Do Machines Determine Death?


Jahi McMath is legally dead in California, where a routine tonsillectomy on the thirteen-year-old girl went awry on Dec. 9, 2013 and she basically bled to death.  But she is still legally alive in New Jersey.  After refusing to let the California hospital harvest her organs, her family insisted she was still alive and moved her to New Jersey to take advantage of a law that allows them to do so.  Her case, described in a recent New Yorker article, raises serious questions about the role of technology in determining the end of human life. 

New Jersey and New York are the only states which allow families to refuse a diagnosis of brain death if it violates their religious beliefs.  This exception was made to accommodate the beliefs of Orthodox Jews, who believe that breathing indicates life.  Not so long ago, most people and governments would have said the same thing, but then medicine developed the ability to monitor brain function via electroencephalography (the EEG machine), as well as more sophisticated technologies such as MRI scans and automatic ventilator machines. 

These changes were reflected in a 1981 report written by a Presidential commission entitled Defining Death:  Medical, Legal, and Ethical Issues.  Modern ventilator machines can keep the rest of a human body functioning even after the brain is destroyed —for a time, anyway.  But the ability to detect brain function with EEGs, plus the increasing popularity of organ transplants (which stand a better chance of success if the organ is harvested from a donor whose systems are still functioning) led to a redefinition of death as cessation of activity in the whole brain.  Definitions are one thing, but decisions made under stressful actual conditions are another, especially in gray areas such as Jahi's.

In New Jersey, Jahi underwent a tracheotomy and had a feeding tube inserted.  Although she is still dependent on a ventilator, an MRI by a New Jersey brain researcher showed that parts of her cerebrum were intact.  The cerebrum is considered to be the seat of higher mental activity.  And there are videos showing that she can occasionally respond accurately to her mother's request to move certain fingers, as well as heart-rate changes when she hears familiar voices.  Because the legal limits on malpractice damages are capped at $250,000 but only if the victim dies, Jahi's parents are suing the State of California to bring about a trial in which a jury will determine whether Jahi is dead or alive in that state.

I find it fitting that the legal system in at least two states defers to religious beliefs on matters of death, because in doing so the law acknowledges that it doesn't perhaps know everything there is to know about this subject.  In dealing with death, we have to base our actions on some theory of what it involves.  And there are two distinctly different current narratives.
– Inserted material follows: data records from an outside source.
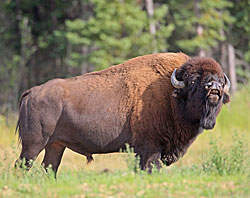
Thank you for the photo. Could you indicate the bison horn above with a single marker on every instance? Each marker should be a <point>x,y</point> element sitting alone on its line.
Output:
<point>176,83</point>
<point>227,84</point>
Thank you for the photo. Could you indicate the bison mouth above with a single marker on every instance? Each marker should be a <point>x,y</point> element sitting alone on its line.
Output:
<point>211,106</point>
<point>214,92</point>
<point>213,96</point>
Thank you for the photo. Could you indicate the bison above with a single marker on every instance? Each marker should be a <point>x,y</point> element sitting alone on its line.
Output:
<point>158,104</point>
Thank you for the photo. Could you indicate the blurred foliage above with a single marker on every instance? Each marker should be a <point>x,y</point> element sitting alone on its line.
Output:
<point>117,31</point>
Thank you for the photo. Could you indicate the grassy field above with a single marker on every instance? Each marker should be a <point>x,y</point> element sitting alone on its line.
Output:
<point>216,165</point>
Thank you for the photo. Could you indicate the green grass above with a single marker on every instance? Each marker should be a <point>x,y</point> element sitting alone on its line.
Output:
<point>216,165</point>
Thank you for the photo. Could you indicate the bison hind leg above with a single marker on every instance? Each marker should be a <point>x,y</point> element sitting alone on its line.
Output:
<point>89,159</point>
<point>149,158</point>
<point>29,153</point>
<point>53,156</point>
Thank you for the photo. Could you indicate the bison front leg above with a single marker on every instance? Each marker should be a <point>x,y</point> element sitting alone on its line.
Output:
<point>148,159</point>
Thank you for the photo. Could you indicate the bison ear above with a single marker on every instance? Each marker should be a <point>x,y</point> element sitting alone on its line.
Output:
<point>226,98</point>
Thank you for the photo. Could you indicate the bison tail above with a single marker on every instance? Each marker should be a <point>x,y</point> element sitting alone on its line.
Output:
<point>27,92</point>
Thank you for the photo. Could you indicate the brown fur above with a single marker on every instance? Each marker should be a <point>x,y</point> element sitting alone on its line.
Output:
<point>101,111</point>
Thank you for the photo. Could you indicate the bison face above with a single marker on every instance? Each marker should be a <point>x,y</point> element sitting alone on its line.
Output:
<point>201,89</point>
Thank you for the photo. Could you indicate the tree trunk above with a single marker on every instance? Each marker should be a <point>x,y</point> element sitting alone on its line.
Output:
<point>231,68</point>
<point>199,28</point>
<point>152,27</point>
<point>223,54</point>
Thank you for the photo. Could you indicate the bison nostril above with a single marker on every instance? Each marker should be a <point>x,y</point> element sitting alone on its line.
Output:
<point>208,85</point>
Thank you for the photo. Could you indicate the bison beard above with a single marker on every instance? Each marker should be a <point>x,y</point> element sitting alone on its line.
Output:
<point>158,104</point>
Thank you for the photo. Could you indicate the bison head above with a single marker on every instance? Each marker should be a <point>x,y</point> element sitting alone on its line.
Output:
<point>201,89</point>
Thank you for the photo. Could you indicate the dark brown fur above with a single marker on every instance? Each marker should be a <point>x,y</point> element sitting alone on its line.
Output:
<point>130,103</point>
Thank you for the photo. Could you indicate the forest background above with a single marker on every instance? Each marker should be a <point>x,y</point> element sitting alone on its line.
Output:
<point>46,39</point>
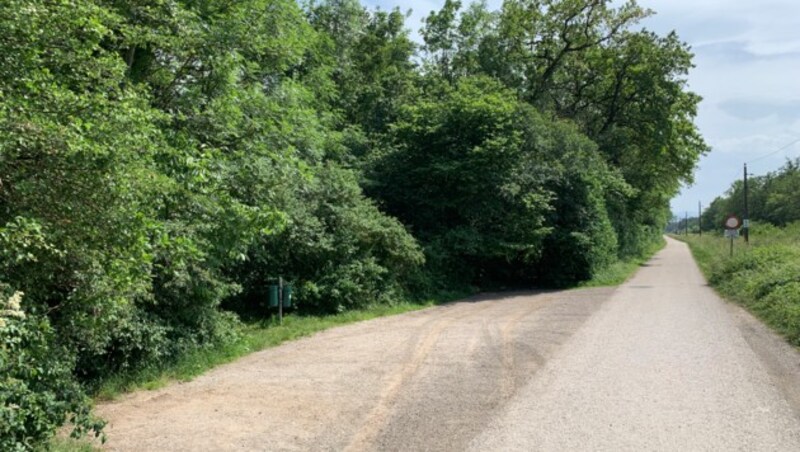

The first version is the secular narrative.  Human life is for purposes we can't discern and came about for reasons we can't figure out.  Human life on the whole is good, but utilitarian considerations of the greatest good for the greatest number tell us that if we use the criterion of brain death rather than more traditional definitions of death, organ transplants can benefit other people more.  And I see this point of view.  My brother-in-law is now doing very well, freed of the drudgery of thrice-weekly dialysis treatments, because he received a kidney transplant from a brain-dead accident victim last August.  And if Kansas hadn't been using the modern definition of brain death on the donor, doctors would not have been able to harvest that kidney.

The second version is the religious narrative, and because I'm most familiar with it, I'll give the Christian version.  God created the heavens, the earth, and all that is in them.  He created humans with the ability to sin, which they unfortunately took advantage of, and death entered the world.  But believers in Jesus Christ have overcome death and will rise with him at the general resurrection.  A person's spirit uses the brain, but brains are not necessary in order for a person to exist.  Angels and God Himself are personal beings, but they are not encumbered by brains.  There are testimonies from dozens, if not hundreds, of people who have had near-death experiences in which they have visited Heaven, and then returned to their bodies, some of whom probably met the criteria for brain death in the interim.  And if surgeons had started harvesting organs before they came back, well, that would have been the end of that.

There are both present and future reasons why Jahi's parents don't want her taken off the machinery that keeps her going.  One is the simple human desire to have your child with you.  We know each other through our bodies, and in a real sense, we are our bodies. To let a loved one's body cease to live and fall victim to decay is a final parting from that body which we have known and loved. 

The second reason is prospective:  the hope that Jahi might recover.  Medical science tells us that this is very unlikely in Jahi's case.  But broadly similar cases have resulted in the eventual recovery of the person involved.  In the magazine article's photo of Jahi on her bed in New Jersey, she is covered with a blanket that reads "I Believe in Miracles—Mark 11:24"  The reference is to the words of Jesus:  "Therefore I say unto you, What things soever ye desire, when ye pray, believe that ye receive them, and ye shall have them." I'm not going to presume to interpret that passage here, but the point is that the Christian virtue of hope sometimes leads people to do things that look ridiculous, wasteful, or even sacreligious to less hopeful people.

I don't know how Jahi's situation will end up.  But that is the point.  Sometimes even the best and most advanced technology won't tell us everything we want to know.  And in such cases, faith may be a better guide than technical expertise.